Curbs on withdrawal
In the absence of a dependable pension offering, the PF serves as a nest egg for private sector employees. However, with many dipping into their PF kitty much before retirement, it often leaves the subscriber without a vital savings pool in their twilight years. A few years ago, the Employees’ Provident Fund Organisation (EPFO) had ruled that partial early withdrawal would only be permitted on occasions like a child’s marriage, higher education and making a downpayment for a house, subject to certain conditions.
Members are also allowed to withdraw the entire amount and opt for final settlement if they remain unemployed for more than two months.
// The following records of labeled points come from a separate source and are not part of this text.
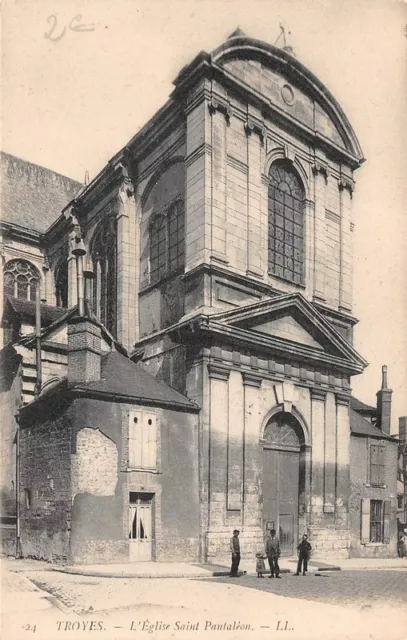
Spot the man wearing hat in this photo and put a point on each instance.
(235, 549)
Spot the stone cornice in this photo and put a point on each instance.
(198, 153)
(342, 399)
(216, 104)
(318, 394)
(346, 183)
(252, 379)
(251, 126)
(320, 169)
(218, 371)
(274, 345)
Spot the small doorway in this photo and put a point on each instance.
(281, 468)
(140, 526)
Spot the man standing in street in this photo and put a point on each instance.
(235, 549)
(304, 552)
(273, 553)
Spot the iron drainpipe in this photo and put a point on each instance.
(80, 284)
(38, 383)
(18, 540)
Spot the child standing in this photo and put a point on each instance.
(260, 566)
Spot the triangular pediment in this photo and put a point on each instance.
(288, 328)
(290, 320)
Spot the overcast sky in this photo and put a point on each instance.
(74, 97)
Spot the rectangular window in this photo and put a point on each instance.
(376, 521)
(142, 440)
(377, 464)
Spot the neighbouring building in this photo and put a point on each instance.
(197, 331)
(402, 476)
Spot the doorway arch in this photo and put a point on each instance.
(284, 446)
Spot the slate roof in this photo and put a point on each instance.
(123, 378)
(26, 308)
(361, 427)
(33, 196)
(361, 407)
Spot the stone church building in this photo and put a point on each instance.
(196, 340)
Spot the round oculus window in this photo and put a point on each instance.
(288, 95)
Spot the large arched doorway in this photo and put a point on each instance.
(282, 442)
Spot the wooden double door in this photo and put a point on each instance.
(280, 495)
(140, 526)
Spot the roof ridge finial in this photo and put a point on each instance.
(237, 33)
(384, 377)
(284, 33)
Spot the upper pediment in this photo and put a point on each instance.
(290, 324)
(288, 85)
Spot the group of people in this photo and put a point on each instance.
(271, 553)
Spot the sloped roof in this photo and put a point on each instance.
(49, 314)
(361, 427)
(361, 407)
(122, 378)
(33, 196)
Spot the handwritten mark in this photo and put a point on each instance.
(74, 25)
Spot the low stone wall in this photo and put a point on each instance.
(8, 539)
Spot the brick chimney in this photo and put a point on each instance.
(384, 404)
(84, 350)
(403, 429)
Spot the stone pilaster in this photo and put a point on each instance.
(128, 260)
(218, 425)
(72, 284)
(255, 141)
(219, 124)
(346, 255)
(252, 516)
(198, 166)
(320, 179)
(342, 458)
(318, 453)
(235, 442)
(330, 454)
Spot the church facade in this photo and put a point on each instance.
(219, 256)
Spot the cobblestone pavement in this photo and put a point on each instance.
(231, 609)
(355, 589)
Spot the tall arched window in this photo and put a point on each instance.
(167, 242)
(286, 223)
(61, 284)
(21, 279)
(104, 256)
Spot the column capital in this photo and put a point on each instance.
(342, 399)
(251, 379)
(218, 371)
(318, 394)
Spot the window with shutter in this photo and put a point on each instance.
(365, 521)
(377, 521)
(387, 521)
(377, 464)
(142, 440)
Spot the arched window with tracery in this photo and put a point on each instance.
(167, 242)
(21, 279)
(283, 431)
(104, 258)
(286, 201)
(61, 284)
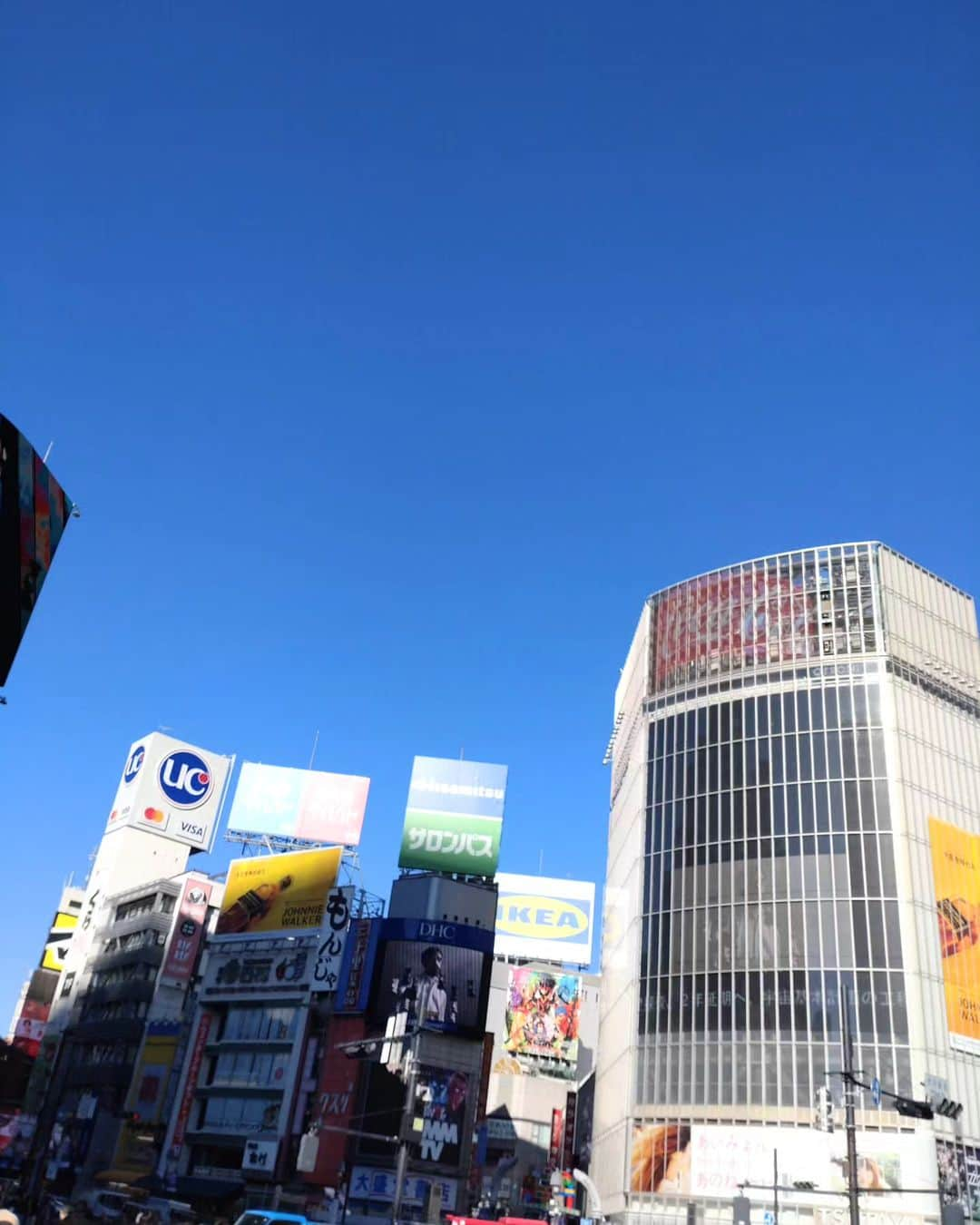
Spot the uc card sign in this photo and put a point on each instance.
(544, 919)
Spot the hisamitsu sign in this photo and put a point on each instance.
(544, 917)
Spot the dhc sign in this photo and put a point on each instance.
(545, 919)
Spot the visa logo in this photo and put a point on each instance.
(541, 917)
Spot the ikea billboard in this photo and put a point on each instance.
(544, 919)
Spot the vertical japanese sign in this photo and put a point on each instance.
(454, 816)
(188, 934)
(956, 874)
(329, 948)
(190, 1084)
(557, 1138)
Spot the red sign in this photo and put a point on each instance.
(720, 622)
(189, 930)
(193, 1071)
(557, 1137)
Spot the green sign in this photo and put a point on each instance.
(446, 842)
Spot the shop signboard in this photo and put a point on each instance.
(190, 1084)
(454, 816)
(270, 895)
(188, 933)
(544, 919)
(371, 1183)
(172, 789)
(34, 514)
(434, 970)
(956, 875)
(329, 948)
(310, 805)
(542, 1018)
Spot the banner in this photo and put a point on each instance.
(275, 893)
(329, 949)
(34, 514)
(438, 1126)
(437, 972)
(59, 941)
(956, 874)
(172, 789)
(543, 917)
(542, 1018)
(307, 804)
(188, 934)
(454, 816)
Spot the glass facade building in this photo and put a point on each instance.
(786, 729)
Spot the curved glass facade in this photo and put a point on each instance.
(789, 734)
(769, 885)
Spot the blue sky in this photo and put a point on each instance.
(395, 353)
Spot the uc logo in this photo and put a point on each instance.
(133, 763)
(541, 917)
(185, 779)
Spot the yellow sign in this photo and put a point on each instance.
(271, 893)
(956, 874)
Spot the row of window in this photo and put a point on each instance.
(795, 935)
(822, 808)
(801, 1004)
(805, 757)
(161, 903)
(830, 708)
(137, 973)
(770, 868)
(258, 1023)
(757, 1073)
(249, 1067)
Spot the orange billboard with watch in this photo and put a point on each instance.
(956, 875)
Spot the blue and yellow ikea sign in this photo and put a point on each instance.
(544, 919)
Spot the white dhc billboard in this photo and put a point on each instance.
(544, 919)
(172, 789)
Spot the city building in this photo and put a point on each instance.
(794, 835)
(124, 1015)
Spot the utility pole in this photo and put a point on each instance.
(846, 1033)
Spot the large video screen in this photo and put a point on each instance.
(434, 972)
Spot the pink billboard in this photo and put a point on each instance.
(307, 804)
(189, 930)
(724, 622)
The EPFO has now changed rules for withdrawal in the event of loss of the job. Members will be allowed to withdraw 75% of the accumulated corpus after a month of termination of service. If unemployed for two months, the member will have the option to withdraw the remaining 25% and go for the final settlement.
Financial planners say restrictions on withdrawals will ensure retirement is not compromised. Yet, a certain degree of flexibility must be retained to help those in crisis. Rohit Shah, Founder, Getting You Rich, says, “Many salaried individuals face a money squeeze at certain stages in life. The flexibility to withdraw PF money for key events needs to stay.” However, Suresh Sadagopan, Founder, Ladder 7 Financial Services, disagrees. “EPF is meant to be a retirement vehicle. If too much flexibility is given during the accumulation phase, it will be abused. This will hurt the individual’s retirement phase.”